Eccentric English film director Derek Jarman in fact once owned Prospect Cottage – the iconic timber house painted black with striking yellow window frames, one side of which is emblazoned with the words of John Donne’s poem The Sunne Rising.
A rickety train track – so small it looks as if it might just serve a toy town, appears to have been completely abandoned but in fact transports tourists the length of the desert in just over an hour.
Besides this there is a fully-operational nuclear power station, alongside the crumbling skeleton of a former which closed in 2006. Several lighthouses have been constructed at the water’s edge over time, one of which remains whilst others lie in various stages of dereliction or have been completely demolished.
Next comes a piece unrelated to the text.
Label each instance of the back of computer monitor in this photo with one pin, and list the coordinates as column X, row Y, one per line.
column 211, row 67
Three large oval-shaped structures constructed in 1928, which previously operated as acoustic mirrors to detect invading aircraft, sit gloomy and forgotten on the sand.
Eerie and peculiar, almost apocalyptic in its desolateness, yet strangely beautiful, Dungeness has inspired various artists over the decades including Pink Floyd and Lighthouse Family, both of whom have used the headland as the locale for music videos and album covers. Dungeness has also featured in episodes of EastEnders and Doctor Who, whilst several times Academy-Award-nominated director Danny Boyle used the site for scenes in his 2013 film Trance .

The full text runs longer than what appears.